The reality is that no matter how often it happens, violence cannot be normalised by anyone, much less by a minister whose portfolio includes addressing the increasing violence and bullying in the nation’s schools. Worse yet was that this was a case of gender-based violence, since it was a male student abusing a female student. No amount of subsequent ‘damage control’ and actions to address the situation will have nullified the effect of the Minister’s words.
TCV also really does hope that an investigation is launched into the recent case presided over by Justice Jo-Ann Barlow, who took off one third of a sentence after a guilty plea by an abuser was accepted, because the abuser “didn’t waste the court’s time”.
Justice Barlow also said she took into consideration that the abuser was younger than the woman, and therefore the woman would be more aggressive.
To reduce the sentence of an abuser because the abuser pleaded guilty insults all victims of abuse and waters down the seriousness of gender-based violence, which is fast becoming an epidemic in Guyana and globally. As well, it sends a message to abusers that, once they plead guilty, they will receive less than the maximum sentence. In fact, one wonders whether there is any legal basis for such an action.
Furthermore, to base that reduction partly on an assertion that is baseless is astounding. Surely, the learned judge is supposed to have ensured that assertions are evidence-based, since courts should be dealing with evidence, and not suppositions.
The fact is that aggression in a relationship has nothing to do with age. Gender-based violence (GBV) is the result of the abuser’s need to assert power and control.
The third instance of words being used with little consideration given to their impact has to do with a statement made by the Director of Public Prosecutions, in which she disclosed that the most popular sexual offences her chamber is faced with is rape of a child under sixteen years, whereby there is penetration and sexual activity…”. To use the term ‘popular’ to refer to an act of rape is to awfully sanitize the act.

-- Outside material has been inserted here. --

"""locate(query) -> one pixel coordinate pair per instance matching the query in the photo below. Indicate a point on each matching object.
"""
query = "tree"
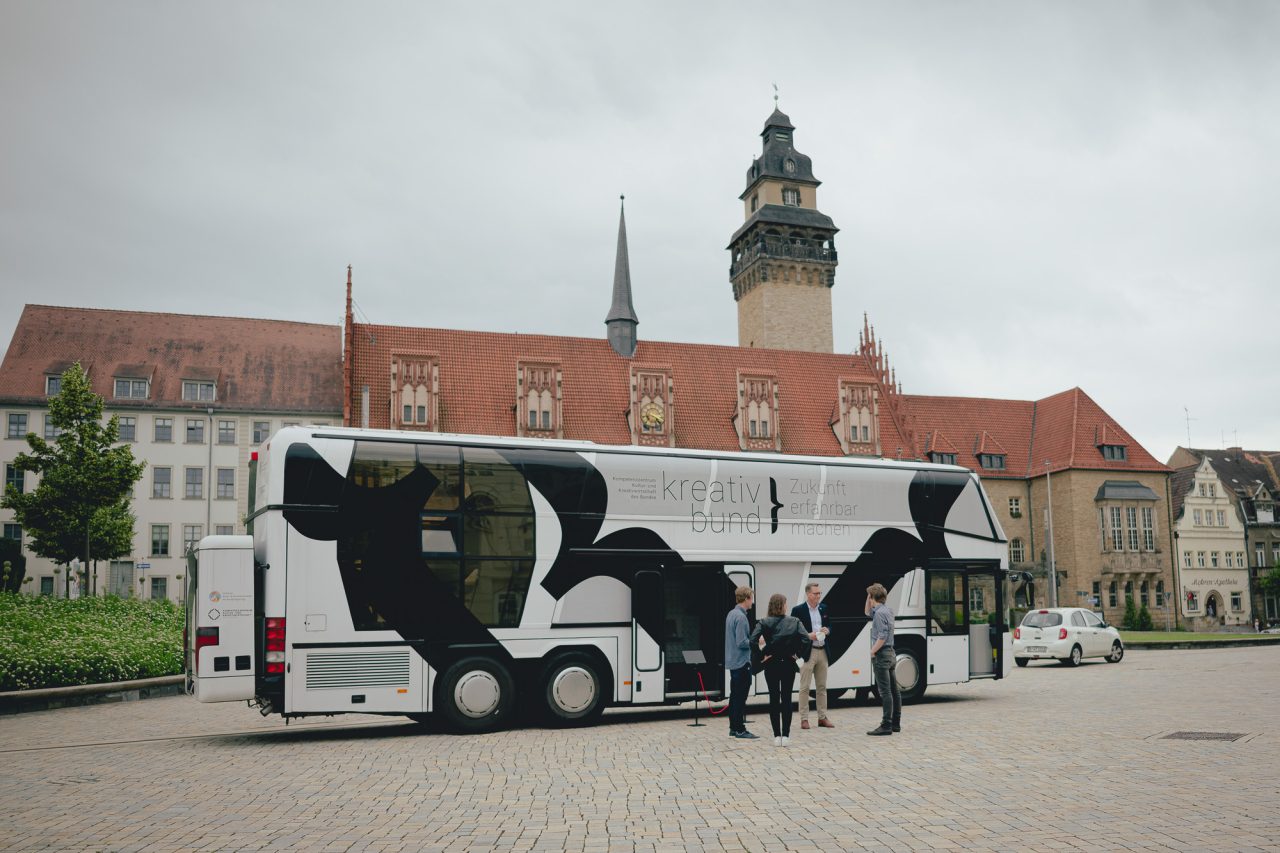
(83, 471)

No matter how often rape is committed, it is never ever, and never can be, popular; and someone of the calibre of the Director of Public Prosecutions must be absolutely circumspect with the way she uses words.
Our appeal therefore is that those whose words can and often do shape views and opinions — especially when they are policy-makers or tasked with dispensing justice — must ensure that they use the right words in the right contexts, and assert evidence-based conclusions at all times.